In their letter to Snohomish County residents, the mayors acknowledged the difficulty of social distancing and asked for patience.
“We’ve come so far in slowing the rate of infection and reducing the tragic loss of life,” the letter to residents said. “Let’s see this through to the finish line and become the first region in the country to effectively and lastingly shrink the threat of this deadly virus.”
As the state begins to reopen, transmission of the virus could surge again, leading to more restrictions as the world awaits a coronavirus vaccine, Dr.
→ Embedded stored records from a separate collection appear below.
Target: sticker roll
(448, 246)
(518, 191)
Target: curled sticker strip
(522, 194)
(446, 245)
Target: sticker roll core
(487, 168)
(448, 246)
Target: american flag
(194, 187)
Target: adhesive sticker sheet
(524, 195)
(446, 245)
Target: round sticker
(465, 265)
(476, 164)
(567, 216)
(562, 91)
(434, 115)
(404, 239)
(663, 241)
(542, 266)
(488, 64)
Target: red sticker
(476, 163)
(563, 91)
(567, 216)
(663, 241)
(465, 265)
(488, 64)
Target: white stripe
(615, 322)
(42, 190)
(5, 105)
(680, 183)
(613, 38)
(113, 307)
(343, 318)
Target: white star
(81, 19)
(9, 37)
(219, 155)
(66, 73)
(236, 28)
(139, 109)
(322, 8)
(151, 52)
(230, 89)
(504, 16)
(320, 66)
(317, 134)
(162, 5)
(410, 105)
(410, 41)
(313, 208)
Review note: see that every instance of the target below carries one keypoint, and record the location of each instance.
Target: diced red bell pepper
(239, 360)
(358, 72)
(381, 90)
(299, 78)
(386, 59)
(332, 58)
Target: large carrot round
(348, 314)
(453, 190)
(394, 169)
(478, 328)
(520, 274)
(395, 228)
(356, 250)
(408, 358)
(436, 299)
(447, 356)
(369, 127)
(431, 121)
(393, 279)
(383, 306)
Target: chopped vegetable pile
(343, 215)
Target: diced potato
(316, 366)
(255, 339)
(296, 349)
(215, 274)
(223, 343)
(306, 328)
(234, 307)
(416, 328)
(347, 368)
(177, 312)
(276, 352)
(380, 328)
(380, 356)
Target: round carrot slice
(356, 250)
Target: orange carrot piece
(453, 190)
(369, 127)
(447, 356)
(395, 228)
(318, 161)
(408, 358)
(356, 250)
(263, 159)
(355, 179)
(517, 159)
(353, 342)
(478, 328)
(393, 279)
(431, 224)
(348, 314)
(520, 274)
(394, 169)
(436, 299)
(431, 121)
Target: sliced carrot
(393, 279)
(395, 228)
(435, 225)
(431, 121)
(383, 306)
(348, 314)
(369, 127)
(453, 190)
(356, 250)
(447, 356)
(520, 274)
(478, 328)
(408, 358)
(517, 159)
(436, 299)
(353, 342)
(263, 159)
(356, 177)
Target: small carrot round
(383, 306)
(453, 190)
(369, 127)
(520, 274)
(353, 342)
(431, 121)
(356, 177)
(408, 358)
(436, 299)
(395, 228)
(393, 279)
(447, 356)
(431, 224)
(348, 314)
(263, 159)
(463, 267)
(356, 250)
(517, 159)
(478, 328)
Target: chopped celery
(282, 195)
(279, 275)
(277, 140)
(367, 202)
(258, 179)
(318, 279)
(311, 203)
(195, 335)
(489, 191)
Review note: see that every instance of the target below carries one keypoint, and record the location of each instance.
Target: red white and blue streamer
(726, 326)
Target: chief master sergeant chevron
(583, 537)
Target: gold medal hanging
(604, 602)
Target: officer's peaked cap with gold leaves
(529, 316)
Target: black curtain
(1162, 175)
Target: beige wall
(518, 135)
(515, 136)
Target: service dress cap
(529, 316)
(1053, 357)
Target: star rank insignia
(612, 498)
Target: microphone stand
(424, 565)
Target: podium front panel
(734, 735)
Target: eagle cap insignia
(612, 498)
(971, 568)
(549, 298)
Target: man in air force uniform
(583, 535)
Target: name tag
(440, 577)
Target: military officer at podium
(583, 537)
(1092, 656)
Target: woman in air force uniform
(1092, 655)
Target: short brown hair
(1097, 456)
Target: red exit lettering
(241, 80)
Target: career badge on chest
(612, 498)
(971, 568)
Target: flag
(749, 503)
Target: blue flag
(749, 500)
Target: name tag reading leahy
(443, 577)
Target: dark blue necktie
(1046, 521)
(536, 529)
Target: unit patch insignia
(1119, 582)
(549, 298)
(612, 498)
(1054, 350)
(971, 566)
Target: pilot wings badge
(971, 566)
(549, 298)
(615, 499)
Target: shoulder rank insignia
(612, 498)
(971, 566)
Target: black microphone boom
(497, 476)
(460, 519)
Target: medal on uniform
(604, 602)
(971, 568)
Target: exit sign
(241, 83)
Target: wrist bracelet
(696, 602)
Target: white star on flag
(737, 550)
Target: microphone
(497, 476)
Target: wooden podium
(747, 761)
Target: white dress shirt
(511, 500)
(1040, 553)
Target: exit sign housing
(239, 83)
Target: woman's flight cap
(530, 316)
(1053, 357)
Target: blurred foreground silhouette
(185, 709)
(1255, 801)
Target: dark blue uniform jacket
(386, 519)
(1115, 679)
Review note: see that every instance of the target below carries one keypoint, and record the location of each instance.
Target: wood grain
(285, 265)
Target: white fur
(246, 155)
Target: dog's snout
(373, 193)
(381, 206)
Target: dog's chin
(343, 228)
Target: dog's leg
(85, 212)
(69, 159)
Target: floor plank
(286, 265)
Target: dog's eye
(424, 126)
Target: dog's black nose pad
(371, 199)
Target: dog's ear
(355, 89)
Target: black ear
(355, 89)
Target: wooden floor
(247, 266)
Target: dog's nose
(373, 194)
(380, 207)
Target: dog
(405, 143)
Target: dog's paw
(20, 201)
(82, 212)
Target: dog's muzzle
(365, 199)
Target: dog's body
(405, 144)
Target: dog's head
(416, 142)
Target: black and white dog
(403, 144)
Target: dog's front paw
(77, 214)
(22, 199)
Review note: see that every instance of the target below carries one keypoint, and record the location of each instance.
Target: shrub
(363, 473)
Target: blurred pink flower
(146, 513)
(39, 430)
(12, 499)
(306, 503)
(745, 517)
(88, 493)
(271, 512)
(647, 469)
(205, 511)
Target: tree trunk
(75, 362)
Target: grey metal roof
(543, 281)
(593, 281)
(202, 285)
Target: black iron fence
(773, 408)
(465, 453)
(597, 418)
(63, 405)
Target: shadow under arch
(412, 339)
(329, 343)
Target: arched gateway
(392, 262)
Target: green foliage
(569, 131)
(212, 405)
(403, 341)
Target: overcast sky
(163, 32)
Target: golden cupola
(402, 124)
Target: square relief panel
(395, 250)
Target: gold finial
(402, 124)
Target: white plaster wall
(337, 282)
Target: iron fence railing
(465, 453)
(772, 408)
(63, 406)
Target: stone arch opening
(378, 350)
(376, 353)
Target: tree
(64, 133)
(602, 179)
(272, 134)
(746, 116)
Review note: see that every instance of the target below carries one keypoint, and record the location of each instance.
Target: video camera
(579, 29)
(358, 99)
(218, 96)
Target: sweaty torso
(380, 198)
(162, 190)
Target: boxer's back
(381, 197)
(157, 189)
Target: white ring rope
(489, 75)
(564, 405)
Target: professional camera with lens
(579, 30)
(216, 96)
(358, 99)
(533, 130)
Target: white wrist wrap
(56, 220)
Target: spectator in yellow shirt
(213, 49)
Chris Spitters, health officer for the Snohomish Health District, said during a Friday media briefing.
“The ultimate end to the COVID-19 saga is population-wide immunity, ideally and most likely obtained through a vaccine,” said Spitters.
He said that a vaccine likely won’t be available for at least a year to 18 months — an estimate that national public health experts have repeatedly floated when discussing a coronavirus cure.
Social distancing could become “part of the new normal for years and months to come,” Spitters said. He cited research recently released by Harvard’s T.H. Chan School of Public Health that suggests periods of social distancing will likely be needed into 2022 to ensure hospitals aren’t overwhelmed by future influxes of COVID-19 patients.
The next rise in cases could come as the weather cools, although researchers aren’t sure yet how the virus’ transmission rate will change with the seasons, Spitters said.
“Most coronaviruses do have a seasonal nature to them, and it’s likely that it will resurge sometime in the fall,” he said. “And then we would cycle through that, likely several times, until we either have sufficient population immunity — to where transmission can no longer occur — or we get a vaccine.”
Herald writer Rachel Riley contributed to this story.